Even though the weather has been hot and humid over the last month, don’t forget to take long sleeves and mosquito repellent with you out fishing. Once again we have copped a bad flood with a lot of rain, which has created ideal breeding conditions for mozzies. A mass fish kill have also been reported in the upper Hunter River. Mozzies and dead fish seem a little bleak, but don’t despair as offshore, rock and beach fishing has been fantastic in recent weeks.

Whiting have turned up in droves on the beaches and in good size. Bream have also washed out a little early so expect both of these to give you some tussle in the waves. The water temperature has fluctuated around 20°C, give or take a few degrees, which has been great for turning on these bread and butter species. Huge seas, and powerful swells are plentiful and cause the holes and gutters to move around. You’ll have to do some hard work to find them, but once you do, hold on! There haven’t been any reports of the beloved mulloway just yet, but when they do surface, head to the beaches and off the rocks to find them. The only negative aspect of beach fishing is that most of the beaches have stretches of very deep sand to chew through via vehicle. If you are pushing it hard and start to smell oil, stop and let the truck cool down. It can be a costly mistake to push the vehicle too hard through sand, and could see you stuck and in a whole world of trouble.

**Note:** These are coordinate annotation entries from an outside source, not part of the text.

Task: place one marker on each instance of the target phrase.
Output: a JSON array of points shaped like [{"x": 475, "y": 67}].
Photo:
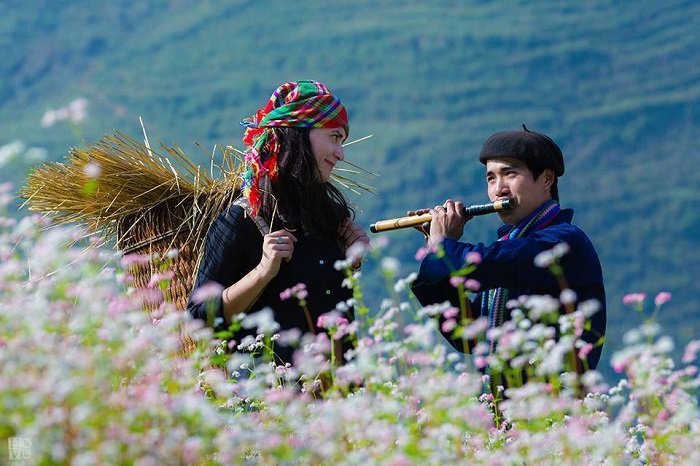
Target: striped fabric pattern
[{"x": 300, "y": 104}]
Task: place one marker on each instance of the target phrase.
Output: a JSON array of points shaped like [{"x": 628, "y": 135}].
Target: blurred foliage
[{"x": 616, "y": 84}]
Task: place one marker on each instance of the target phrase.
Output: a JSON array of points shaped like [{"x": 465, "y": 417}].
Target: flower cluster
[{"x": 90, "y": 378}]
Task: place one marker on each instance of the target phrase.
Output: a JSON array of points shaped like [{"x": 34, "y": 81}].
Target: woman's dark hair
[{"x": 302, "y": 200}]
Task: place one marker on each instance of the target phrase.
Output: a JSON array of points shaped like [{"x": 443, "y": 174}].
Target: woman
[{"x": 294, "y": 143}]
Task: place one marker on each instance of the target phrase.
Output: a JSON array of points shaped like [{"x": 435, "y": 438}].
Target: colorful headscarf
[{"x": 300, "y": 104}]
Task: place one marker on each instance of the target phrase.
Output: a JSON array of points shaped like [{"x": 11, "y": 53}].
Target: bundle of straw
[{"x": 145, "y": 202}]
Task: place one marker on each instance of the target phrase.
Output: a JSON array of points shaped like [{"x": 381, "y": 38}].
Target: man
[{"x": 522, "y": 166}]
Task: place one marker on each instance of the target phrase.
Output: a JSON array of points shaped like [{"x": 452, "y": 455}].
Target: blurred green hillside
[{"x": 615, "y": 83}]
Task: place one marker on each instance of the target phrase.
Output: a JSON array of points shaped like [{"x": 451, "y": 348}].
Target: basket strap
[{"x": 260, "y": 222}]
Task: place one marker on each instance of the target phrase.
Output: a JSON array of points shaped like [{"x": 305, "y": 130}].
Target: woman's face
[{"x": 327, "y": 148}]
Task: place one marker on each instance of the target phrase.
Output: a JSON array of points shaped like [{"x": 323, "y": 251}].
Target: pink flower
[
  {"x": 662, "y": 298},
  {"x": 449, "y": 325},
  {"x": 473, "y": 257},
  {"x": 330, "y": 320},
  {"x": 634, "y": 298},
  {"x": 298, "y": 291},
  {"x": 450, "y": 313},
  {"x": 422, "y": 253},
  {"x": 456, "y": 281},
  {"x": 472, "y": 284},
  {"x": 585, "y": 349}
]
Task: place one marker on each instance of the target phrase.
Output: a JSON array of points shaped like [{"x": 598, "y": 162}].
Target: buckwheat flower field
[{"x": 89, "y": 376}]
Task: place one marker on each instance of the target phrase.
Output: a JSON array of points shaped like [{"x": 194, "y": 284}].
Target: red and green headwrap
[{"x": 300, "y": 104}]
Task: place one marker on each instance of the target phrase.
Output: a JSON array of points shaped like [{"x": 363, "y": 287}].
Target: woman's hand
[
  {"x": 277, "y": 246},
  {"x": 354, "y": 237}
]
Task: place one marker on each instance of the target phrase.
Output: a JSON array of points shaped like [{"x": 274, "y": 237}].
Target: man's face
[{"x": 509, "y": 178}]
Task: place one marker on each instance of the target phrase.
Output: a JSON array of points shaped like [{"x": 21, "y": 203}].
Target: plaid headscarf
[{"x": 300, "y": 104}]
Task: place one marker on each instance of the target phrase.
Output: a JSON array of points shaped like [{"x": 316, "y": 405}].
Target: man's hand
[{"x": 448, "y": 221}]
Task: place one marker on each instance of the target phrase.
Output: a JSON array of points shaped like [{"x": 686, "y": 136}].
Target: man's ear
[{"x": 549, "y": 177}]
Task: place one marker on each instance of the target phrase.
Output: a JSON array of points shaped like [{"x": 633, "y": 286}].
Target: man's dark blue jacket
[{"x": 510, "y": 264}]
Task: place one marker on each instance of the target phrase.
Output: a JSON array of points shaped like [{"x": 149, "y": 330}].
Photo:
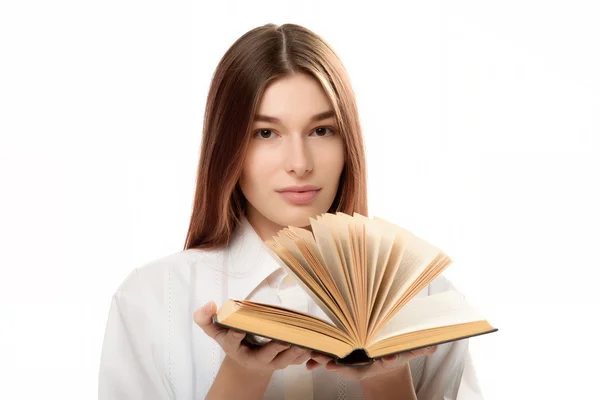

The rocks have fished well for bream, but you really need to pick your days, as huge seas have dominated the coastline in recent weeks. These powerful swells have opened a dialogue on a contentious safety issue – that all rock fishers should wear life-vests. This idea has been in discussion for years but never implemented. Recently, the wearing of life-vests has gained some traction in popular opinion as the amount of rock fisher deaths last year skyrocketed. To avoid this sort of devastation and loss of life it would be well worth wearing a life-vest.

The best rock fishing tip at this time of year is to leave your set rod out for bream and try spinning for bonito and tailor around the ledges. Bluefin are also around, but not in abundance as the bait numbers are down on most well known ledges. I use a new pink coloured braid from Schneider lines. You can hardly see it in the water, it’s extremely versatile, and can cope with a bit of rubbing on the rocks. Go for the 20lb size for a massive cast that allows the lure to stay in the water for longer. I have noticed that some anglers cast out and, as soon as the lure hits the water, start to crank it back quickly. My advice is to let the lure sink to different levels, and you may find yourself pulling through schools of fish sitting mid-water. Make sure you use a good leader so you can get the fish close to you and not the other way around – this is definitely one way to go swimming if you aren’t watching the water!

We have seen some fabulous results offshore, with schools of teraglin over the reefs along with nannygai, morwong and school kingfish. Don’t be surprised to run into some mahimahi in closer than usual, as the water is at a good temperature. Mac tuna passed through some time ago, but word has it that some are still around. These little fighters are great fun to catch but not fantastic on the plate. Use small, cylinder shaped lures to target them, or see if you can recognise what they’re feeding on and match it with a lure. Marlin have been an on and off affair; one day you may get two or three, the next nothing. Over the shelf some huge kingfish have stalked the Southern Canyons, along with blue eye cod and hapuka.

Until the estuaries get back to normal, I will leave that area alone as it’s been raining very often and the water is filthy. You may get a few mud crabs if you want to chase them from Fullerton Cove down to the river mouth. You could also try the walls (Nobbys and Stockton), as you never know what can happen on an incoming tide.

On 20 March there will be a benefit day for two-year-old Archie Percival. Archie and his family are going through an extremely tough time with Archie spending the majority of his time confined to hospital. To help out the Percival family and raise a bit of money there will be a bowls day open for everyone to come down and have some fun. With a huge raffle, and some great prizes to win, there will be something for everyone. Come down for a bit to help support our local family, I hope you can make it.